FertiBoar enables the early identification and negative selection of AI boars with expected poor semen quality. The technology uses testicular ultrasound pictures to automatically analyse relevant organ sections using convolutional neuronal network and semantic segmentation approaches and describe the functional tissue characteristics via Grey Scale Parameters. This information feeds a classification algorithm to predict a boars’ capability of producing good semen quality later in life. The technology offers advantages throughout the value chain by:

  • Enhancing the breeding company’s ability to enable genetic dissemination
  • Raising the GTCs overall semen production efficiency per purchased boar
  • Delivering higher quality semen to pig farmers with respective fertility implications

Sources

Resende PCSL, Siqueira AP, Rodrigues LC, Lagares MA, Chiarini-Garcia H, Almeida FRCL. Relationship between pre-pubertal biometrical measures and sperm parameters for the selection of high genetic merit pure and crossbred boars. Theriogenology 2019;127:1-6.

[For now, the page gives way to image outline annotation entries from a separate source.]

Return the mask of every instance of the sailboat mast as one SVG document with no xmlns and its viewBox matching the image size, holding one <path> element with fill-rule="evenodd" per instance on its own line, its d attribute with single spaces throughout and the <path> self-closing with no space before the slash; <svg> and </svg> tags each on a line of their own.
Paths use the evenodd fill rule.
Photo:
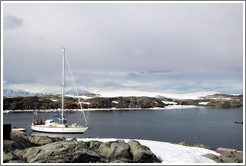
<svg viewBox="0 0 246 166">
<path fill-rule="evenodd" d="M 63 47 L 63 62 L 62 62 L 62 115 L 61 120 L 64 123 L 64 92 L 65 92 L 65 48 Z"/>
</svg>

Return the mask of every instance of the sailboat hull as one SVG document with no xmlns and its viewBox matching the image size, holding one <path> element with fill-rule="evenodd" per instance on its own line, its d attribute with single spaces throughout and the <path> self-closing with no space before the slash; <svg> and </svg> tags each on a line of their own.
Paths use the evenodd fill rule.
<svg viewBox="0 0 246 166">
<path fill-rule="evenodd" d="M 88 127 L 57 127 L 57 126 L 46 126 L 46 125 L 32 125 L 31 129 L 38 132 L 45 133 L 84 133 Z"/>
</svg>

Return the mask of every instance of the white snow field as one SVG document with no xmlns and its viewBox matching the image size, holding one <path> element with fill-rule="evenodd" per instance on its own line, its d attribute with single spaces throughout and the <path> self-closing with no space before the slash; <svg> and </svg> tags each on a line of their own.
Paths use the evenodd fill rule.
<svg viewBox="0 0 246 166">
<path fill-rule="evenodd" d="M 78 138 L 78 141 L 100 141 L 109 142 L 116 141 L 116 138 Z M 123 139 L 128 142 L 129 139 Z M 194 164 L 194 163 L 216 163 L 215 161 L 204 157 L 205 154 L 214 154 L 219 156 L 215 151 L 198 148 L 188 147 L 168 142 L 151 141 L 134 139 L 139 141 L 140 144 L 150 148 L 150 150 L 162 161 L 162 164 Z"/>
<path fill-rule="evenodd" d="M 196 92 L 196 93 L 186 93 L 186 94 L 172 94 L 163 92 L 148 92 L 148 91 L 105 91 L 100 92 L 101 97 L 126 97 L 126 96 L 147 96 L 147 97 L 157 97 L 164 96 L 173 99 L 199 99 L 207 95 L 214 95 L 218 92 Z"/>
</svg>

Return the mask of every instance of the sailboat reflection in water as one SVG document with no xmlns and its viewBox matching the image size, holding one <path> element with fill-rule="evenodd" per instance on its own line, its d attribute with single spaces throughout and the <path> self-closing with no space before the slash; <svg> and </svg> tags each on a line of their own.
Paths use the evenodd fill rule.
<svg viewBox="0 0 246 166">
<path fill-rule="evenodd" d="M 67 123 L 67 118 L 64 116 L 65 48 L 63 48 L 62 50 L 63 50 L 63 56 L 62 56 L 63 65 L 62 65 L 62 106 L 61 106 L 62 111 L 61 111 L 61 115 L 53 116 L 53 117 L 58 119 L 58 122 L 53 120 L 53 119 L 48 119 L 45 121 L 45 123 L 42 122 L 42 119 L 41 119 L 41 122 L 38 122 L 38 123 L 33 121 L 31 124 L 31 129 L 34 131 L 46 132 L 46 133 L 84 133 L 89 128 L 89 126 L 88 126 L 88 123 L 87 123 L 87 120 L 85 117 L 85 113 L 84 113 L 83 108 L 82 108 L 82 104 L 80 102 L 80 98 L 78 98 L 78 100 L 79 100 L 80 108 L 81 108 L 81 111 L 83 113 L 86 124 L 84 126 L 78 125 L 76 123 L 69 125 Z M 68 62 L 68 60 L 67 60 L 67 62 Z M 68 66 L 70 68 L 69 63 L 68 63 Z M 70 73 L 72 75 L 71 69 L 70 69 Z M 72 75 L 72 79 L 73 79 L 73 75 Z M 78 90 L 76 88 L 76 84 L 74 82 L 74 79 L 73 79 L 73 83 L 75 86 L 76 93 L 78 95 Z"/>
</svg>

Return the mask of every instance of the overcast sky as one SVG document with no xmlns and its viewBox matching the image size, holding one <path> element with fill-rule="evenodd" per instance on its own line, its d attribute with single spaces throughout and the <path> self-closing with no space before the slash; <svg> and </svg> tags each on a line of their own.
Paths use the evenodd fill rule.
<svg viewBox="0 0 246 166">
<path fill-rule="evenodd" d="M 4 3 L 2 17 L 4 88 L 59 91 L 65 46 L 83 90 L 243 93 L 242 3 Z"/>
</svg>

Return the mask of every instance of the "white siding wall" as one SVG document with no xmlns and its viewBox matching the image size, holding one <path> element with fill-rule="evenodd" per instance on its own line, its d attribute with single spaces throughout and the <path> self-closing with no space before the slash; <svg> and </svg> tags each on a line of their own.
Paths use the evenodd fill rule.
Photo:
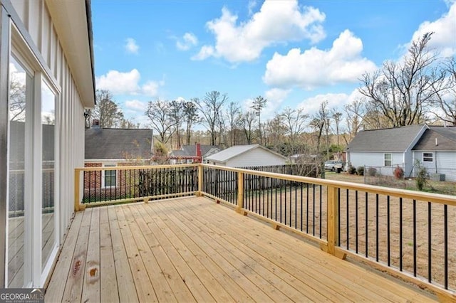
<svg viewBox="0 0 456 303">
<path fill-rule="evenodd" d="M 433 162 L 423 162 L 423 153 L 434 154 Z M 415 159 L 428 169 L 429 174 L 443 174 L 445 181 L 456 181 L 456 152 L 414 152 Z M 414 171 L 413 176 L 416 174 Z"/>
<path fill-rule="evenodd" d="M 286 159 L 261 148 L 250 150 L 227 162 L 227 166 L 260 166 L 265 165 L 285 165 Z"/>
<path fill-rule="evenodd" d="M 350 152 L 349 161 L 351 165 L 358 168 L 358 166 L 380 166 L 383 167 L 385 165 L 385 154 L 387 152 Z M 396 165 L 399 164 L 400 166 L 403 165 L 403 153 L 389 153 L 391 154 L 391 169 L 382 169 L 378 170 L 379 173 L 385 175 L 393 175 L 393 171 Z"/>
<path fill-rule="evenodd" d="M 41 53 L 51 80 L 60 90 L 61 239 L 73 212 L 75 167 L 84 166 L 84 108 L 65 54 L 43 0 L 14 0 L 11 4 Z M 38 57 L 40 55 L 38 55 Z M 42 60 L 41 60 L 42 59 Z"/>
</svg>

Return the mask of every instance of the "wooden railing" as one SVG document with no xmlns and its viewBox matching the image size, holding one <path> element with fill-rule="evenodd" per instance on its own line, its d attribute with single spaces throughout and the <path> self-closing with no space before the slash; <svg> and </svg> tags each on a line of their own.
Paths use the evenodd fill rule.
<svg viewBox="0 0 456 303">
<path fill-rule="evenodd" d="M 100 169 L 77 169 L 76 188 L 81 171 Z M 181 182 L 175 191 L 133 200 L 206 196 L 297 233 L 338 257 L 349 256 L 411 281 L 441 300 L 456 300 L 455 196 L 208 164 L 115 168 L 184 169 L 192 171 L 192 186 Z M 80 203 L 76 194 L 75 209 Z"/>
</svg>

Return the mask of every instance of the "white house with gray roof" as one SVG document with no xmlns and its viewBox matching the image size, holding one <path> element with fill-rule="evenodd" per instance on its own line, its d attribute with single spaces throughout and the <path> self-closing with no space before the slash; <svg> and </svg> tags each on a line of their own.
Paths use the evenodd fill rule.
<svg viewBox="0 0 456 303">
<path fill-rule="evenodd" d="M 410 125 L 358 132 L 347 149 L 347 164 L 355 167 L 376 166 L 393 175 L 399 166 L 406 177 L 414 176 L 419 161 L 430 174 L 456 181 L 456 127 Z"/>
<path fill-rule="evenodd" d="M 361 131 L 347 147 L 347 164 L 381 167 L 381 174 L 390 176 L 399 165 L 408 176 L 413 167 L 412 149 L 427 129 L 426 125 L 410 125 Z"/>
<path fill-rule="evenodd" d="M 286 158 L 259 144 L 235 145 L 206 158 L 211 164 L 231 167 L 285 165 Z"/>
<path fill-rule="evenodd" d="M 412 152 L 413 163 L 419 161 L 429 174 L 437 174 L 441 181 L 456 181 L 456 127 L 428 127 Z"/>
</svg>

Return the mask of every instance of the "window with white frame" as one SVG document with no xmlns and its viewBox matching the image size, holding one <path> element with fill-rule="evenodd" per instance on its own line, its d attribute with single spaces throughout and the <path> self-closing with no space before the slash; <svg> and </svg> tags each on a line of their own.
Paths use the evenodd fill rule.
<svg viewBox="0 0 456 303">
<path fill-rule="evenodd" d="M 390 166 L 393 165 L 392 161 L 392 156 L 391 154 L 383 154 L 383 166 Z"/>
<path fill-rule="evenodd" d="M 432 153 L 432 152 L 423 152 L 423 162 L 433 162 L 434 161 L 434 153 Z"/>
<path fill-rule="evenodd" d="M 104 167 L 115 167 L 115 164 L 105 164 Z M 117 186 L 117 171 L 115 169 L 106 169 L 103 174 L 103 187 L 115 187 Z"/>
</svg>

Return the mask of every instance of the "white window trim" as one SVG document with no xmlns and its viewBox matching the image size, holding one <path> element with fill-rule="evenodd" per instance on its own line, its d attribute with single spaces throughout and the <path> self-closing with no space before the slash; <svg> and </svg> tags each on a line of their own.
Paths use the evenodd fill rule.
<svg viewBox="0 0 456 303">
<path fill-rule="evenodd" d="M 115 163 L 114 164 L 112 164 L 112 163 L 103 164 L 103 167 L 118 167 L 118 165 L 117 165 L 117 164 L 115 164 Z M 109 169 L 109 170 L 110 170 L 110 169 Z M 105 172 L 106 171 L 106 170 L 103 169 L 101 171 L 101 188 L 115 188 L 118 187 L 118 175 L 117 175 L 118 170 L 117 169 L 112 169 L 112 170 L 115 171 L 115 186 L 105 186 L 105 176 L 106 175 L 105 175 Z"/>
<path fill-rule="evenodd" d="M 432 154 L 432 161 L 425 161 L 425 154 Z M 429 156 L 426 156 L 425 158 L 429 158 Z M 435 158 L 435 156 L 433 152 L 423 152 L 421 153 L 421 161 L 423 163 L 434 163 L 434 159 Z"/>
<path fill-rule="evenodd" d="M 387 161 L 387 160 L 386 160 L 386 157 L 385 157 L 385 156 L 386 156 L 387 154 L 389 154 L 389 155 L 390 155 L 390 159 L 388 160 L 390 162 L 391 162 L 391 164 L 390 164 L 390 165 L 386 165 L 386 161 Z M 390 152 L 385 152 L 385 153 L 384 153 L 384 154 L 383 154 L 383 166 L 384 166 L 385 167 L 392 167 L 392 166 L 393 166 L 393 154 L 392 154 L 392 153 L 390 153 Z"/>
</svg>

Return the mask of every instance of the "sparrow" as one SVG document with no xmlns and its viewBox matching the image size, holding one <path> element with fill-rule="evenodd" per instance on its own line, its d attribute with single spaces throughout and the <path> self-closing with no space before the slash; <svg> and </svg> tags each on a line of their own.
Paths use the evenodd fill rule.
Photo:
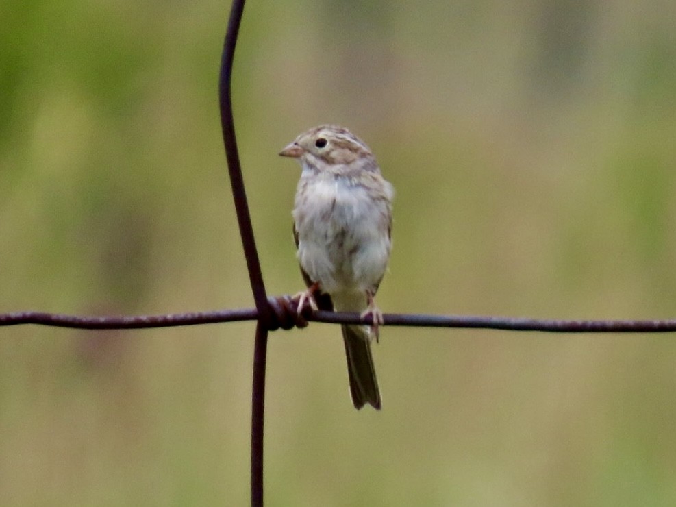
<svg viewBox="0 0 676 507">
<path fill-rule="evenodd" d="M 341 325 L 352 402 L 379 409 L 380 390 L 371 344 L 382 313 L 375 293 L 392 248 L 395 191 L 368 147 L 347 129 L 323 125 L 300 134 L 279 153 L 302 168 L 293 236 L 307 289 L 297 311 L 358 312 L 371 325 Z"/>
</svg>

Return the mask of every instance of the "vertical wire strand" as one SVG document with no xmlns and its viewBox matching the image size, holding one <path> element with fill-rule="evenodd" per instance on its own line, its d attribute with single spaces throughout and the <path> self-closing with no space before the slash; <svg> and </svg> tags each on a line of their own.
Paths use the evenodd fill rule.
<svg viewBox="0 0 676 507">
<path fill-rule="evenodd" d="M 253 351 L 253 390 L 251 394 L 251 505 L 263 505 L 263 423 L 265 411 L 265 362 L 268 330 L 259 321 Z"/>
<path fill-rule="evenodd" d="M 249 212 L 244 179 L 240 164 L 237 141 L 235 137 L 234 119 L 232 112 L 231 80 L 235 45 L 240 23 L 244 12 L 245 0 L 233 0 L 230 9 L 223 52 L 221 59 L 218 81 L 218 97 L 221 107 L 221 126 L 223 145 L 227 159 L 228 172 L 232 197 L 235 201 L 237 222 L 242 245 L 244 247 L 247 268 L 253 300 L 258 312 L 258 322 L 253 350 L 253 379 L 251 390 L 251 505 L 263 505 L 263 422 L 265 409 L 265 362 L 267 357 L 268 329 L 272 323 L 273 313 L 263 283 L 263 274 L 258 259 L 253 227 Z"/>
</svg>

Robinson JA, Buhr MM. Impact of genetic selection on management of boar replacement. Theriogenology 2005;63:668-678.

Schulze M, Buder S, Rüdiger K, Beyerbach M, Waberski D. Influences on semen traits used for selection of young AI boars. Anim Reprod Sci. 2014 Aug;148(3-4):164-70.

Schulze, S. Beyer, F. Beyer, R. Bortfeldt, A. Riesenbeck, C. Leiding, M. Jung, M. Kleve-Feld. Relationship between pubertal testicular ultrasonographic evaluation and future reproductive performance potential in Piétrain boars, Theriogenology 2020;158:58-65.